SEC amend recordkeeping rules after fining 15 Wall Street broker-dealers $1.1 billion
The audit-trail alternative is designed to provide broker-dealers with greater flexibility in configuring their electronic recordkeeping systems so they more closely align with current electronic recordkeeping practices while also protecting the authenticity and reliability of original records.
The Securities and Exchange Commission has amended the rules regarding electronic recordkeeping, prompt production of records, and third-party recordkeeping service requirements applicable to broker-dealers, security-based swap dealers (SBSDs), and major security-based swap participants (MSBSPs).
The SEC voted on the amendments in an effort to modernize recordkeeping requirements as much has changed in the last two decades, namely the technology.
The new rules are adaptable to new technologies in electronic recordkeeping and facilitate examinations of broker-dealers, SBSDs, and MSBSPs.
Amendments provide greater flexibility for broker-dealers
SEC Chair Gary Gensler, said: “I am pleased to support these rule amendments because they will bring the Commission’s electronic recordkeeping requirements for intermediaries such as broker-dealers and security-based swap dealers in line with technological innovation. Since the 1930s, recordkeeping obligations have been vital to maintain market integrity and the SEC’s work as the cop on the beat. Today’s rule amendments will facilitate the SEC’s ability to examine and inspect records consistent with modern technology. This will enhance the Commission’s ability to preserve market integrity and protect investors.”
The SEC’s broker-dealer electronic recordkeeping rule currently requires firms to preserve electronic records exclusively in a non-rewriteable, non-erasable format, known as the write once, read many format.
The amendments add an audit-trail alternative under which electronic records can be preserved in a manner that permits the recreation of an original record if it is altered, over-written, or erased.
The audit-trail alternative is designed to provide broker-dealers with greater flexibility in configuring their electronic recordkeeping systems so they more closely align with current electronic recordkeeping practices while also protecting the authenticity and reliability of original records.

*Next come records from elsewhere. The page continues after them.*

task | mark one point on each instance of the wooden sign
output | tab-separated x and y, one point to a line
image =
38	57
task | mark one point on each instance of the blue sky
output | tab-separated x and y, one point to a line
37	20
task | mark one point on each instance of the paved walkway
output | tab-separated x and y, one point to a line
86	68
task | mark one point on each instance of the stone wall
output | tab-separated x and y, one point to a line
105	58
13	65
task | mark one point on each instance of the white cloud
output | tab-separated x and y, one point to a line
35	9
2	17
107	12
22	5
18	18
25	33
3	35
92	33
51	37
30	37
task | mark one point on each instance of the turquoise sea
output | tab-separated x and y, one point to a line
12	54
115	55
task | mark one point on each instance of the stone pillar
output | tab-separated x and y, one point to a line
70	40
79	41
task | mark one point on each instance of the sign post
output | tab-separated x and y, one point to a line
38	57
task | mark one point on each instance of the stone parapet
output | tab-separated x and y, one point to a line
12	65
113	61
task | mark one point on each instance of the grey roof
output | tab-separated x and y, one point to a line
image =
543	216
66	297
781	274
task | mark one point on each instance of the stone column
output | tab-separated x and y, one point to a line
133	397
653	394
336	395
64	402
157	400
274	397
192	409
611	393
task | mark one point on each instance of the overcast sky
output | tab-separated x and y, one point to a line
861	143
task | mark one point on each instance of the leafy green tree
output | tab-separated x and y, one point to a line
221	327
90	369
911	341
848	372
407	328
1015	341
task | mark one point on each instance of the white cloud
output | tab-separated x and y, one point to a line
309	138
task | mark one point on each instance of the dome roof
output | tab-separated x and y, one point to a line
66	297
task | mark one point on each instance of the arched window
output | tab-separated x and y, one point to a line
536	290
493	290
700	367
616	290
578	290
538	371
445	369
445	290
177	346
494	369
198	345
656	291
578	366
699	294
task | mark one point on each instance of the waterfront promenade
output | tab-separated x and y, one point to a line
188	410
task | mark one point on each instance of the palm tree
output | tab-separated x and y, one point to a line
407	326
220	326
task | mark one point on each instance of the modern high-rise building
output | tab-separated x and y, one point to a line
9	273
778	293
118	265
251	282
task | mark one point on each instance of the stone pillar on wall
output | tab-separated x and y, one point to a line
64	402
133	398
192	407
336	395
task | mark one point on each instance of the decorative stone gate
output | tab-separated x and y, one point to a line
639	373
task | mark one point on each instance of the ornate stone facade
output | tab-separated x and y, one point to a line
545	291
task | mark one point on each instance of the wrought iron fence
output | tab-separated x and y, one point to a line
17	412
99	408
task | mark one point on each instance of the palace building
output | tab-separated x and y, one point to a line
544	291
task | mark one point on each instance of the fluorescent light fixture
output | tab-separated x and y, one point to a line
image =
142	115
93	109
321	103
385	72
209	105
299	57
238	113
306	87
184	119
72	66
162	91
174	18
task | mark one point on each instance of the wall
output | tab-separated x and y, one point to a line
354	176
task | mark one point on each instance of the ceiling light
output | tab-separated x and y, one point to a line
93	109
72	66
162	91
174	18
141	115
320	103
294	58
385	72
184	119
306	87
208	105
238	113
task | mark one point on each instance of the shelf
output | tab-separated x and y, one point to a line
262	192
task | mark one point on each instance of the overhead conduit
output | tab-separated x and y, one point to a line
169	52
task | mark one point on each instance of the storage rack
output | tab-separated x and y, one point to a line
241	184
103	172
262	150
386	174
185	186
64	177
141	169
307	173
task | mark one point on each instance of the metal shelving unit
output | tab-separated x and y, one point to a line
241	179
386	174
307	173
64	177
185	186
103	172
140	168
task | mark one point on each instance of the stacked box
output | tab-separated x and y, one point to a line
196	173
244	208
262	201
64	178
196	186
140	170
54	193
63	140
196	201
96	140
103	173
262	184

The amendments apply the same requirements to nonbank SBSDs and MSBSPs.
The amendments also require broker-dealers and all types of SBSDs and MSBSPs to produce electronic records to securities regulators in a reasonably usable electronic format.
The final amendments will become effective 60 days after publication in the Federal Register. The compliance dates for the new requirements will be six months after publication in the Federal Register in the case of broker-dealers and 12 months after publication in the Federal Register in the case of SBSDs and MSBSPs.
SEC fined 15 Wall Street broker-dealers $1.1 billion in September
In September, the SEC charged 15 broker-dealers and one affiliated investment adviser for widespread and longstanding failures by the firms and their employees to maintain and preserve electronic communications.
The firms agreed to pay combined penalties of more than $1.1 billion, and have begun implementing improvements to their compliance policies and procedures to settle these matters.
- The following eight firms (and five affiliates) have agreed to pay penalties of $125 million each:
- Barclays Capital Inc.;
- BofA Securities Inc. together with Merrill Lynch, Pierce, Fenner & Smith Inc.;
- Citigroup Global Markets Inc.;
- Credit Suisse Securities (USA) LLC;
- Deutsche Bank Securities Inc. together with DWS Distributors Inc. and DWS Investment Management Americas, Inc.;
- Goldman Sachs & Co. LLC;
- Morgan Stanley & Co. LLC together with Morgan Stanley Smith Barney LLC; and
- UBS Securities LLC together with UBS Financial Services Inc.
- The following two firms have agreed to pay penalties of $50 million each:
- Jefferies LLC; and
- Nomura Securities International, Inc.
- Cantor Fitzgerald & Co. has agreed to pay a $10 million penalty.